The reform of the reform, therefore, wants to preserve the hierarchical form in every way that it can and to suppress the more traditional collegiality that matches the institutional needs of the church in the age of space.
The Easter season's emphasis on letting go of the deadened past in order to enter the abundant life of the future allows us to see that, granting their good intentions, the proponents of the reform of the reform are fundamentally rejecting the challenge of new life for the spurious comfort of memories of a golden age that never was.

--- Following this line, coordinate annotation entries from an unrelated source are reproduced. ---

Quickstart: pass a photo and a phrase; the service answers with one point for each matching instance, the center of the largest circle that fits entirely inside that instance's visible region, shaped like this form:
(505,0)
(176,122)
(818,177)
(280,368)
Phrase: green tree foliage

This longing for a romanticized and forlorn ecclesiology explains the range of initiatives that, like the literal translation of Mass texts now in use -- sort of -- seem so antiquated and ill-suited to modern tongues and contemporary experience. This desire to fend off a threatening future explains the efforts to restore the Latin Mass, to bring back a dead language to speak quaintly to living people, a clericalism as be-cassocked as it is besotted with its own superiority to the laypeople who have finally been put in their place outside the altar rail.
When we think of the smug rejection of women priests and the edgy reluctance to deal with sex abuse victims, we sadly realize that the good ship Reform of the Reform never heard of the lifeboat rule "Women and children first." Perhaps that is why, despite its now noisy glory as it keeps to its fated course, we can make out the legend TITANIC on its hull.
The 100th anniversary of the sinking of that vessel comes early in this Easter/Passover season. The biggest challenge for the reformers is that of letting go of their course, of shifting direction before they enter the iceberg field. They really have nothing to fear from the Easter season's urging us to let old things die so that new and richer life may replace it. As Campbell noted of the deeper understanding of our tradition and its symbols demands of us, "Understanding these symbols in their transcendent spiritual sense enables us to see and to possess our religious traditions freshly." That, in fact, is what the Easter season and Vatican II are all about, and that is what the reform of the reform does not seem to understand at all.
[Eugene Cullen Kennedy is emeritus professor of psychology at Loyola University, Chicago.]